Since then, the governor assembled the FirstNet Opt-Out Review Committee to examine the implications of opting out as well as examine Rivada’s financial standing and technical capability.

Kenney said the committee is expected to release a report to the council on Dec. 8.

“The issue is they need to figure out how much information they can get in a short period of time to relay the information to the governor and the Executive Council prior to Dec. 28,” said Kenney. The deadline could be sooner, since council’s last expected meeting before the deadline is Dec. 20.

Leading the Opt-Out Review Committee is Attorney General Gordon MacDonald.

Assistant Attorney General Dianne Martin told NH Business Review that in its bid response to the state’s request for proposal, Rivada went through the normal course of providing financial information to the state. The committee has asked for additional materials, which Rivada has supplied.

The committee is “obviously working diligently in a very restricted time to help make the right recommendation to the governor,” said Martin, who said she had never encountered a federal-state dilemma such as that presented by FirstNet.

“This entire scenario is unique, so I’m not sure if you can compare it to anything else,” said Martin.

Inside Rivada

As decision time approaches, it’s apparent that a lot of money is at stake.

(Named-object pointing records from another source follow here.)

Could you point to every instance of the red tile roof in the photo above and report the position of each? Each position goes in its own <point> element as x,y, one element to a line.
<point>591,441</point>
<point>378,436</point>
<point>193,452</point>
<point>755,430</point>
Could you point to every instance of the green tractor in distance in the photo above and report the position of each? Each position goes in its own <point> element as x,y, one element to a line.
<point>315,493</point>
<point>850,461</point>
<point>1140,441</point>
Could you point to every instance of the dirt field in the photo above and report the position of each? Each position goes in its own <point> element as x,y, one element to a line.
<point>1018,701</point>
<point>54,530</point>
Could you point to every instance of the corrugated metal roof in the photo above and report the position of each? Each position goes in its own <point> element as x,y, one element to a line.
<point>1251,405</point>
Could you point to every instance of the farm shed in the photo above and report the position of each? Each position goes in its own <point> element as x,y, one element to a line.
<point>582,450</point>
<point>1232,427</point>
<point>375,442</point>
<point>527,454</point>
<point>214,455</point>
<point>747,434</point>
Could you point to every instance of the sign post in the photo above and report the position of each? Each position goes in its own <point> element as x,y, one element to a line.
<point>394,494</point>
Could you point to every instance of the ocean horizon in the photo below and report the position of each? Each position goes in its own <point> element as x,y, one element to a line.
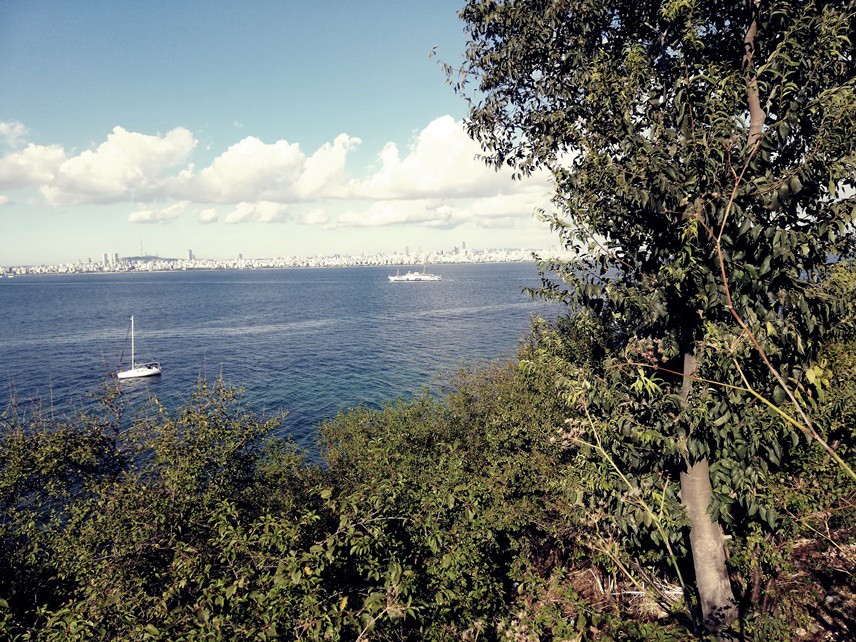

One sign is a 25-page dossier of news clips and other information related to Rivada and its CEO, Declan Ganley that NH Business Review obtained.

In March, Rivada Mercury — a partnership between Rivada and several vendors — sued in the Court of Federal Claims, claiming they were unjustifiably disqualified from the competitive range in the bidding process for the national network, leaving AT&T as the sole bidder to negotiate with FirstNet.

“Rivada’s lack of executed teaming and subcontracting agreements presented two different types of risk: first, that Rivada might not have the financial resources to complete the project; and second, that even if Rivada had enough funding, it might lack the technical capacity to build the nationwide network it proposed,” reads the court file.

“We lacked the necessary capabilities in-house to take a project of that size and we sought to address that by forming this special purpose entity to demonstrate our seriousness and commitment to the project,” explained Brian Carney, senior vice president at Rivada, regarding the national bid for FirstNet. “When they evaluated our bid, they just chose to ignore completely the structure we had setup to bid and evaluated the bid as if Rivada Networks set it up on its own.”

Carney said Rivada has “worked with a variety of state, local and federal agencies on emergency and public safety communications solutions since our founding.”

He added that the company has “teammates and committed partners, many of the very same companies that will actually do the building for AT&T, or anyone else.”

In September, it was announced Rivada would partner with U.S. Cellular to develop the alternative RAN plan in New Hampshire.

And on Nov. 16, a Colorado committee issued a conditional award to a combined bid from Rivada Networks and Macquarie, contingent on the FirstNet Colorado Governing Body’s recommendation to the governor and the governor’s ultimate decision on whether to opt in or opt out.

Rivada and Macquarie originally submitted separate bids for Colorado’s request for proposals. When the state entered competitive negotiations, the two companies approached Colorado about a joint bid.